Following the recent earnings report, the consensus from 15 analysts covering Karuna Therapeutics is for revenues of US$29.1m in 2023, implying a concerning 31% decline in sales compared to the last 12 months. Losses are forecast to balloon 42% to US$9.40 per share. Before this earnings announcement, the analysts had been modelling revenues of US$26.8m and losses of US$9.05 per share in 2023. Overall it looks as though the analysts were a bit mixed on the latest consensus updates. Although there was a nice uplift to revenue, the consensus also made a moderate increase in its losses per share forecasts.

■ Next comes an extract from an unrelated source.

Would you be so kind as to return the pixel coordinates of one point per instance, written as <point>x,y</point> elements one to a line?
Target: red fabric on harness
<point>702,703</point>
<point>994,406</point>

The consensus price target stayed unchanged at US$285, seeming to suggest that higher forecast losses are not expected to have a long term impact on the valuation. That's not the only conclusion we can draw from this data however, as some investors also like to consider the spread in estimates when evaluating analyst price targets. There are some variant perceptions on Karuna Therapeutics, with the most bullish analyst valuing it at US$332 and the most bearish at US$175 per share. These price targets show that analysts do have some differing views on the business, but the estimates do not vary enough to suggest to us that some are betting on wild success or utter failure.

Looking at the bigger picture now, one of the ways we can make sense of these forecasts is to see how they measure up against both past performance and industry growth estimates. These estimates imply that sales are expected to slow, with a forecast annualised revenue decline of 26% by the end of 2023. This indicates a significant reduction from annual growth of 99% over the last five years. By contrast, our data suggests that other companies (with analyst coverage) in the same industry are forecast to see their revenue grow 15% annually for the foreseeable future. So although its revenues are forecast to shrink, this cloud does not come with a silver lining - Karuna Therapeutics is expected to lag the wider industry.

The Bottom Line

The most important thing to take away is that the analysts increased their loss per share estimates for next year. They also upgraded their revenue estimates for next year, even though sales are expected to grow slower than the wider industry. There was no real change to the consensus price target, suggesting that the intrinsic value of the business has not undergone any major changes with the latest estimates.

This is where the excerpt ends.